The work in the field of tissue fabrication could lead to the production of human organs.
The research consortium includes the state's major research institutions: Clemson, South Carolina and the Medical University of South Carolina.
The alliance also includes Claflin, South Carolina State and Vorhees as well as the University of South Carolina-Beaufort and Furman. Denmark Tech and Greenville Tech are also participating.
Dr. Roger Markwald of the Medical University of South Carolina is the lead scientist on the project.

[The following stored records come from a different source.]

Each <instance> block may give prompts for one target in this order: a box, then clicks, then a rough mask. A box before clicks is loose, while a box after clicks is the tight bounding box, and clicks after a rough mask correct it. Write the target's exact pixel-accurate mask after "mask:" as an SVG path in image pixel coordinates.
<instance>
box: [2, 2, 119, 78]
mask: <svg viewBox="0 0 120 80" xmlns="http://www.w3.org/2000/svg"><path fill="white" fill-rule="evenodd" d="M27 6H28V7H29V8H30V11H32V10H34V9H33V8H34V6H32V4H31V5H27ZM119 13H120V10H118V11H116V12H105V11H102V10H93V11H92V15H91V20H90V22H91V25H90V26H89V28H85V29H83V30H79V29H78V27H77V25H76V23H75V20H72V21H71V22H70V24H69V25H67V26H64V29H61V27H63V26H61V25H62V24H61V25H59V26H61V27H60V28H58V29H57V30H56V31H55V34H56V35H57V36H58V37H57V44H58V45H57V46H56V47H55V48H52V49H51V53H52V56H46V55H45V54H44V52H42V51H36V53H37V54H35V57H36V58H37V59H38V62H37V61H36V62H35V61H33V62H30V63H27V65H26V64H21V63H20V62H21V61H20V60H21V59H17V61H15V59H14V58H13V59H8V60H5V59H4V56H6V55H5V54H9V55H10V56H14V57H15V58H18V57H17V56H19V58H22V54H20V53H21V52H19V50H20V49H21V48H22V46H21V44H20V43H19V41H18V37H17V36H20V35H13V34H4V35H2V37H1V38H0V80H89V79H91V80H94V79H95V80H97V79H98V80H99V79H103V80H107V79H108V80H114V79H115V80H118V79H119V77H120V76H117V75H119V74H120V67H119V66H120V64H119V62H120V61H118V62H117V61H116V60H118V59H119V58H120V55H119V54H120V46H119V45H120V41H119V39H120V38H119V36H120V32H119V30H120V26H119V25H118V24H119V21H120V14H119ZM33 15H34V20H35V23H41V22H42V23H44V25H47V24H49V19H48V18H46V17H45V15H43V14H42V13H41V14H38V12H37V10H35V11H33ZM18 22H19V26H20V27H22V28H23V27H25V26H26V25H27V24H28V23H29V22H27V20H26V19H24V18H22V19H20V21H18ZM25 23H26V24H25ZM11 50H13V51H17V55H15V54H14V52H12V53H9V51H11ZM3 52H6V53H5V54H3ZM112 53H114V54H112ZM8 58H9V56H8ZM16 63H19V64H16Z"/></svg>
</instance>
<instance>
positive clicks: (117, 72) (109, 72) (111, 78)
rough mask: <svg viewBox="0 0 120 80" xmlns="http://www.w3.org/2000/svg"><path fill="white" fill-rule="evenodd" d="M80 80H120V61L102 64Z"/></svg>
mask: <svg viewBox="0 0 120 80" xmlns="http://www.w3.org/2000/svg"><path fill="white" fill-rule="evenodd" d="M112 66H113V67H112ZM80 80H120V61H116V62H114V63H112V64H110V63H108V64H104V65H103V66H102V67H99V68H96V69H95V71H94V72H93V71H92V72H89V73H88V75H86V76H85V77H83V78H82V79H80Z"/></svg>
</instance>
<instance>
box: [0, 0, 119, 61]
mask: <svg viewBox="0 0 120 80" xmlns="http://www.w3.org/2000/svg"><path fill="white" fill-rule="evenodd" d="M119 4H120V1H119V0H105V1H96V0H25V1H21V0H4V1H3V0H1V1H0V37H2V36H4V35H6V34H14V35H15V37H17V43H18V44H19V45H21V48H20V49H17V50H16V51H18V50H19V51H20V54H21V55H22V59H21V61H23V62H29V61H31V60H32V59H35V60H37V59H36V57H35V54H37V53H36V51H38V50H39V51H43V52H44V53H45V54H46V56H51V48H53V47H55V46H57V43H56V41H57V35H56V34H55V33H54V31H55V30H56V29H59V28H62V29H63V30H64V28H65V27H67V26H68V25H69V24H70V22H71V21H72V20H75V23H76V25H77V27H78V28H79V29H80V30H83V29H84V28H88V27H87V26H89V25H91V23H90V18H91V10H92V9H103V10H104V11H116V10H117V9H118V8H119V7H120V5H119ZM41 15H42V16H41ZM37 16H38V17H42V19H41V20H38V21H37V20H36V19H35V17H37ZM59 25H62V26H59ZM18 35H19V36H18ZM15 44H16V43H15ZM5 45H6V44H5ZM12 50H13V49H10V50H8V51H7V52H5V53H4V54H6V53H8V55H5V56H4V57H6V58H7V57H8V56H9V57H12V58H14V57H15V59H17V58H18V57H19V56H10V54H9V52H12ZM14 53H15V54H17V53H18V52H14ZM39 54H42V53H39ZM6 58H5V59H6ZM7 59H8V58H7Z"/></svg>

"We're trying to build tissue and organs from the inside out, which is a different approach than anyone has taken," he said. "First we want to create a three-dimensional vascular tree and then the organ. This will allow us to develop the applications to build many different types of organs."
The award will be used to create a statewide tissue biofabrication center and recruit 22 faculty members for the project.
The money will also be used to create a database of vascular technology, establish academic-industrial collaborations and make use of the alliance's research in public schools across the state.
The project also envisions new graduate and postdoctoral programs as well as training opportunities for reporters and journalism students to allow in-depth scientific reporting.
"This is an opportunity to do groundbreaking research to help people here and around the world," said John Raymond, the vice president for academic affairs and provost at the Medical University of South Carolina.